London is one of the world's greatest cities, with a rich history, diverse culture and incredible amount of artistic works and architecture. It is no wonder that the city remains one of the world's go-to locations for students, business workers, artists and tourists alike. In fact, over 30 million individuals visit London every year to immerse themselves in what the city has to offer, including a multitude of museums, historical sights and unparalleled natural scenery. Moreover, the city has a plethora of highly-rated universities spread out across its entire region with specialties in a wide variety of subjects. There truly is something for everyone in the U.K.'s capital city.

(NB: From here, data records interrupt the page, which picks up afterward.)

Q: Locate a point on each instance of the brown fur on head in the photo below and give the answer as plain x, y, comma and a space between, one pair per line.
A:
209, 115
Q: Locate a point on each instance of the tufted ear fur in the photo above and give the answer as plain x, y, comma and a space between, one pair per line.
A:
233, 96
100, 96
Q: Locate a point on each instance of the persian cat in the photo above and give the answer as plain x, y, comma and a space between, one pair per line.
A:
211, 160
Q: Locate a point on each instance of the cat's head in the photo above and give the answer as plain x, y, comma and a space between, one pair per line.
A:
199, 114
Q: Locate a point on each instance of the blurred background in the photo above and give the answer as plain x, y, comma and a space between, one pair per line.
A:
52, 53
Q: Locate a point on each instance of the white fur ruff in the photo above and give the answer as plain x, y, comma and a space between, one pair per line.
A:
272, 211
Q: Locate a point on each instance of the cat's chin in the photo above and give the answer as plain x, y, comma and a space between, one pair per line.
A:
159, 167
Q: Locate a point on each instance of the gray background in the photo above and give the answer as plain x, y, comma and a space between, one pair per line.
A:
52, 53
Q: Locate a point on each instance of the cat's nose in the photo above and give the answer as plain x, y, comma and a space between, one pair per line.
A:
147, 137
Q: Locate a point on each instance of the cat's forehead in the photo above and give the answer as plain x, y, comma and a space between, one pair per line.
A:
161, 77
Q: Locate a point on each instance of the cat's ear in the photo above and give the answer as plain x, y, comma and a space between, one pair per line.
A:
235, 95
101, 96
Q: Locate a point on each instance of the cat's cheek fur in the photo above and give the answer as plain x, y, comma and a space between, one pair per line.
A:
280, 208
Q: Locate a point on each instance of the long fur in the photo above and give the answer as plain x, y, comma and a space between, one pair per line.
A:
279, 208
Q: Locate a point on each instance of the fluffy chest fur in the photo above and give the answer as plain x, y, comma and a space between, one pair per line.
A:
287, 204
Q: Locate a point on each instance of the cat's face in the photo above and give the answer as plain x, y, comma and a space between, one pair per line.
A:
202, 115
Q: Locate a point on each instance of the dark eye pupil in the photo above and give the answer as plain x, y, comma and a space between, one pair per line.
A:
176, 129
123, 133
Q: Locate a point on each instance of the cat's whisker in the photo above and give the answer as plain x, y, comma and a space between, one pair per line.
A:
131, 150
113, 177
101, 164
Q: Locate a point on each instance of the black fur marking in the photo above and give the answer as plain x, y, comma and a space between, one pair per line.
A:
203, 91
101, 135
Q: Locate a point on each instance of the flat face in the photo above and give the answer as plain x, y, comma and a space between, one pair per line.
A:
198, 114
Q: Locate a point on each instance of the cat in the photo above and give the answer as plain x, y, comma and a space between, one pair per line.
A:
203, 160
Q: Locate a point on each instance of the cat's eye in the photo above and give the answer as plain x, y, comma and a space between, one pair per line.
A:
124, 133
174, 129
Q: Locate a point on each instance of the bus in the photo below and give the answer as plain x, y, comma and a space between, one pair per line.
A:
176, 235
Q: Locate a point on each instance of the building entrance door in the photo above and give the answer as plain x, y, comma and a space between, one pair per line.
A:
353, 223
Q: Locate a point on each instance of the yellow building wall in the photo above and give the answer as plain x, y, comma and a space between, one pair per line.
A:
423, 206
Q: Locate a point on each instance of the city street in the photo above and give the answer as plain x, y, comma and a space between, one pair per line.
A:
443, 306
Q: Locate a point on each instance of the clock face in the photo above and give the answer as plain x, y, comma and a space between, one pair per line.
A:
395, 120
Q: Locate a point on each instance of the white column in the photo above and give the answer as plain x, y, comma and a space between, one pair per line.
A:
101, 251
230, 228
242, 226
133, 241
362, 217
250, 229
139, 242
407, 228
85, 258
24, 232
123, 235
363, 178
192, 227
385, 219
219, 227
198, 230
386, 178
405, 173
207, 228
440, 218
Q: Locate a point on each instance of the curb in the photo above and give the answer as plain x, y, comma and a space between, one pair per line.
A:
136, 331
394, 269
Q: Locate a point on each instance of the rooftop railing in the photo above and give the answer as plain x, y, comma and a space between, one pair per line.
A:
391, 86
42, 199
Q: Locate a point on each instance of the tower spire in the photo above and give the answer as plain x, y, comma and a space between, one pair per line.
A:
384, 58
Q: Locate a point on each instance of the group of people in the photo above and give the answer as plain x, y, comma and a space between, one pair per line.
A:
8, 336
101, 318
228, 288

The history of London itself extends back to 6,000 B.C., during the time of hunter-gatherers. In the thousands of years that followed, the city saw a number of rulers, attackers, and many tragedies, including plagues, fires and bombings during World War II. Today, the city remains the most financially prosperous in the U.K. and one of the most financially thriving worldwide. With more and more new people visiting London everywhere, it will no doubt remain very successful for years to come.

Quick Facts About London

With such a long history, London is bound to have an interesting fact or two. Below are the 5 move unique facts about this fascinating city:

  • Six Ravens Keep the City From 'Falling'. Previous ruler of the U.K., Charles II, insisted that six ravens must always remain in the Tower of London, or else the 'kingdom will fall.' Though the king made this order hundreds of years ago, seven ravens in total are still maintained here to this day. Talk about a long-standing superstition!
  • 'Big Ben' is Not the Name of the Famous Tower. The phrase 'Big Ben' will automatically conjure up a specific image for most -- that of the huge clock tower that strikes hourly over London. In fact, this famous tower is not even named Big Ben. Rather, in 2012, it was named the 'Elizabeth Tower' in honor of The Queen. In fact, Big Ben is the name of one of the bells in the clock.
  • Over 300 Languages Are Spoken in London. London is a city of diversity, with many of the city's residents being born-elsewhere or having immigrated to the city from various other countries. Today, over 300 languages can be found in the city, though English remains its primary language.
  • London Has Hosted the Olympic Games three times. One of the many records the city has broken, London has hosted the Olympic Games a total of 3 times -- in 1908, 1948 and 2012. Each period met its own challenges, but the city remains a popular choice for the Games, with some speculating another host year in the 2040's.
  • Becoming a Cabbie Driver in the City is Notoriously Hard. Though the contemporary era has brought such ride-sharing services as Uber and Lyft, becoming a taxi cab driver in London was and still is an exceptionally hard task requiring years of study and the passing of The Knowledge Test.


Area of London

London remains the biggest city in the U.K., covering 600 square miles or 1,500 kilometers. It consists of 32 boroughs in total.

Things to do in London

With such a diverse and large city, it can be hard to figure out just what to do in London. Popular tourist attractions include The Tower of London, The London Eye, Buckingham Palace and St Paul's Cathedral. Shoppers will want to check out Camden Market for the best in cutting-edge style and fashion or Carnaby Street for more high-end picks. Art lovers can't miss visiting one of London's many free public museums, including the British Museum, National Gallery, or Royal Academy of the Arts. Those who enjoy more immersive experiences can have such fun adventures as taking a Jack the Ripper tour of the city's spooky places or a trip to London Dungeon to learn about the city's vibrant past.


The closest cities that border London include Watford, Slough, Crawley, Luton and Chelmsford. London is also surrounded by plenty of bodies of water beside the famous River Thames, including numerous lakes in many of the city's natural parks. Some of the most popular include lakes in Victoria Park, Hyde Park and Regent's Park.

Getting There

Thankfully, there are several ways to travel to and from London for every kind of traveler out there. London's railroad system remains a favorite for many due to its ease and efficiency, with King's Cross acting as the main railroad hub. Alternatively, those driving can use the country's motorways, with the M25 motorway being London's biggest. Alternative routes include taking the M1, M2, M3, M4, M11, M20, M23, M25 and M40 motorways. Lastly, the major airports include Heathrow and Gatwick. These airports can be connected to London via railway, subway, buses or cabs.

Anyone could spend a lifetime in London and still not have enough time to explore all that the city has to offer, making it one of the most exciting and intriguing cities on Earth!